AOC'S HELPING HAND
A look at the process
In an age where student debt is at an all-time high , I realized that education was in need of a shift to better prepare students to engage in our rapidly-changing economy.
As developments in technology disrupt what we consider to be economically valuable, there is a new demand for students that contain an interdisciplinary skillset .
With the uncertainty of the economy in consideration, looking inwards had prompted me to realize that my high school, the Academy of the Canyons, contained a severely outdated, yet integral component in its academic program: the AA degree. While spending their summers or winters taking COC classes, many students fail to invest in the exploration of their academic pathway or the development of skills that allow them to pursue a specific pathway. I felt as if our students lacked the direction and mentorship to properly make these decisions.

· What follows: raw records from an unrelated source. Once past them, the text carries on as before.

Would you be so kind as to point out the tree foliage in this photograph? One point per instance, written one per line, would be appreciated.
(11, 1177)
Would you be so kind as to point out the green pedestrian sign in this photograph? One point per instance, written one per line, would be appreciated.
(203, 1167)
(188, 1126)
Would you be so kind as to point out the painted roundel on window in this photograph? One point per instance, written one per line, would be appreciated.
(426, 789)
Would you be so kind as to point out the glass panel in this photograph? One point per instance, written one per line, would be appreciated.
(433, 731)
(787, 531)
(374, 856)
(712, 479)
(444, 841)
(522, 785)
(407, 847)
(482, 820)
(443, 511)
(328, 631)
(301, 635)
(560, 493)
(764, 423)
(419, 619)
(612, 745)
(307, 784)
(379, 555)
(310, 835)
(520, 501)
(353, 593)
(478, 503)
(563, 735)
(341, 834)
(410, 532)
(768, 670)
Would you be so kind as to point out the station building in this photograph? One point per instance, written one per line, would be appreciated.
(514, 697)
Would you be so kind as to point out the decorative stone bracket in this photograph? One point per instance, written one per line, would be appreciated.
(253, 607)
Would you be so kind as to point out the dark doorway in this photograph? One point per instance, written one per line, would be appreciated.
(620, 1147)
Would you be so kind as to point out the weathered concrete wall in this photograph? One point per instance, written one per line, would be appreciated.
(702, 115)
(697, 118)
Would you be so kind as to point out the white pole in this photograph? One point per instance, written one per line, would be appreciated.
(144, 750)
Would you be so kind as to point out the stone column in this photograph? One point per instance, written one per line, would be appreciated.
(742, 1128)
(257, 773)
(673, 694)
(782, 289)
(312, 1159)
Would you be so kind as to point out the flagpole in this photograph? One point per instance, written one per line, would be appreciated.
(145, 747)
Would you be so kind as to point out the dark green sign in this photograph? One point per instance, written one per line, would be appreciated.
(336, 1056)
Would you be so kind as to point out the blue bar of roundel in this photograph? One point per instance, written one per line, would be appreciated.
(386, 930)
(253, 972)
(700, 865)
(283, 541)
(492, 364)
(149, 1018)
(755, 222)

A look at the process (continued)
Realizing that a lack of direction was a main component of the problem, I envisioned a mentorship program that would allow our students to engage with alumni that have already navigated the college process, as they currently engage with their academic interests.

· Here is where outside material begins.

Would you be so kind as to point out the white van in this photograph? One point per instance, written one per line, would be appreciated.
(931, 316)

Providing such support is particularly key for our school, where a majority of seniors in the class of 2020 agreed that they felt blindsighted by the college process. 95% agreed that earlier exploration of academic passions is beneficial, while 65% agreed that receiving guidance from a mentor would have been helpful .
To learn how to properly structure my program, I contacted Harvard Westlake High School and Loyola High School, two private high schools that contain alumni mentorship programs. I learned that engagement was a significant aspect to prompting students to engage in a mentorship program, which prompted me to envision a website that contained aesthetically pleasing and visually appealing elements.
: Senior Career Exploration SEL Survey. Pictured to the right.
Studying potential model-solutions
My communication skills were on full display as I contacted the school counselors at Loyola High School and Harvard Westlake High School. Both experiences allowed me to practice my ability to remain professional over the phone, as well as my ability to articulate a complex message in a concise manner. Both counselors were very willing to provide the information about their respective schools' mentorship programs.
Surveying the class of 2020 provided the assurance that there was a glaring need for a mentorship program for students at my school. 65 % of the members of my class agreed that receiving guidance from a mentor in their academic pathway would be beneficial , which was a key component to developing my confidence in advancing the idea forward. Further discussions with select faculty would also re-affirm my perspectives, which gave me the confidence to discuss the importance of pathway exploration in underclassmen advisement classes.
Looking onward to the program's potential
My calling in life is to serve as many as I can, utilizing my skills to spread opportunity and to create innovative solutions when I can. As such, developing the Helping Hand program has truly been a gratifying experience, and I look forward to continue to collaborate with Mr. Malkowski and Mrs. Cubbage in order to advance the program forward.
I strongly believe that every student deserves a fair chance to properly navigate the college process and to understand the stakes behind our rapidly-changing economy. As a student that felt blindsided by the college process, my hope is that the Helping Hand program will become an integral component of the AOC experience, with the hope of ensuring the postsecondary success of the next cohort of students for years to come.